Лысый после каждой фразы ерзал, едва не подскакивал на стуле. Лицо его налилось кровью, глаза округлились.

— Степень свободы зависит от размера клетки. Руки вверх! Единогласно! От смешного до великого один съезд.

— Скандал! — завопил директор, вскакивая на ноги. — Как они смеют?! У нас под носом настоящее антисоветское гнездо. Немедленно пишу докладную записку в горком. Не дай бог кто-то упредит и доложит раньше. Главное успеть, самим дать оценку… Запиши мне все эти идиотизмы. Да поживей. Наконец-то мы разоблачим эту банду!

Через два часа с докладной в коричневой кожаной папке директор мчался в горком. Как потом оказалось, самые злые фразы принадлежали Сергею Валентиновичу. Рая не докладывала о них раньше.

Членов кружка по одному вызывали в горком на допросы, то бишь на беседы. Очередное заседание кружка было очень похоже на панихиду, когда один выступает, а остальные утирают слезы,

За столом лицом к «аферистам» сидели члены трибунала, то есть комиссии по расследованию, в числе которых был и директор клуба. Рая, как ни в чем не бывало, устроилась в зале. Рядом с ней был давешний молодой мужчина спортивного вида в сером костюме. Это по его просьбе она задавала вопросы о Брежневе. Докладывал Лысый.

— В то время как советский народ тесно сплоченный вокруг родной Коммунистической партии с невиданной энергией и энтузиазмом строит светлое будущее, борется с происками империалистической идеологии, рядом с нами совершается гнусная идеологическая диверсия… — И далее в том же духе. Гневный голос директора заполнял все пространство маленького зала. Потом выступили другие члены комиссии.

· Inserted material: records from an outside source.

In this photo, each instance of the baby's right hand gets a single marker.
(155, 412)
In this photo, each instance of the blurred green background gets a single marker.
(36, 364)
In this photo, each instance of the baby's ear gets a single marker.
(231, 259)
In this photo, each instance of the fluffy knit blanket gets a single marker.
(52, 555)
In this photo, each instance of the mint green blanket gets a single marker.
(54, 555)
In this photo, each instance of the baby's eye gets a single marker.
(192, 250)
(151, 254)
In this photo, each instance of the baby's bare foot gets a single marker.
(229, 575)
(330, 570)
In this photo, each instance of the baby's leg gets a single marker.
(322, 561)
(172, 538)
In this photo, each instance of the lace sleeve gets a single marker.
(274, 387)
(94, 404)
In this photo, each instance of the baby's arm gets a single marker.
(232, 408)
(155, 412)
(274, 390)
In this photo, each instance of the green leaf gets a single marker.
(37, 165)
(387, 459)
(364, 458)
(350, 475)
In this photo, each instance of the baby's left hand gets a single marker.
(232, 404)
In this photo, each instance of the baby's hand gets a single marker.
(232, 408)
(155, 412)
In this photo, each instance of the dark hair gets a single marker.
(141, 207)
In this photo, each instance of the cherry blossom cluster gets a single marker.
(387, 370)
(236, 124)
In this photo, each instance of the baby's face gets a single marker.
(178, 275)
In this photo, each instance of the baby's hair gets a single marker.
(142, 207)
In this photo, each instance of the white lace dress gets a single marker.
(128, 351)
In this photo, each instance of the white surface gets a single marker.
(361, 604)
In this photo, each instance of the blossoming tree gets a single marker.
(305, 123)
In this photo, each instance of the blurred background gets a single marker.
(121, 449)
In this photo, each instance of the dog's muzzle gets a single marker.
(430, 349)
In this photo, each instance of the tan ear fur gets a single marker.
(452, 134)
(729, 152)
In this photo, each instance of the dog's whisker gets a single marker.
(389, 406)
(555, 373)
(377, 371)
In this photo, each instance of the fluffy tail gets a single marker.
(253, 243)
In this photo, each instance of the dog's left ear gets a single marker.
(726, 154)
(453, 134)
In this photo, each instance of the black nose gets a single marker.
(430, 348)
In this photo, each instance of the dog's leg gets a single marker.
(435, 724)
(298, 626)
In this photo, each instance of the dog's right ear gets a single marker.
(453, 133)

Дали слово и кружковцам. Они пытались спорить, протестовать, но, их не стали слушать. Все было решено заранее. Один Сергей Валентинович не проронил ни слова. Он сидел бледный, стиснув зубы. Он все понял. Растерянный, огорченный писатель с изумлением посмотрел на Раю. Она отвернулась.

Да, еще оргвыводы. Освободили от руководства лабораторией и исключили из партии по месту работы профессора, исключили из партии Белых. Переизбрали старосту. За некоторыми членами кружка установили негласную слежку. Рая стала референтом, директор повысил ей оклад на 50 рублей. На вопрос писателя: «Как ты могла это сделать?!» — она дерзко ответила: «В гробу я видела всех вас. В белых тапочках…».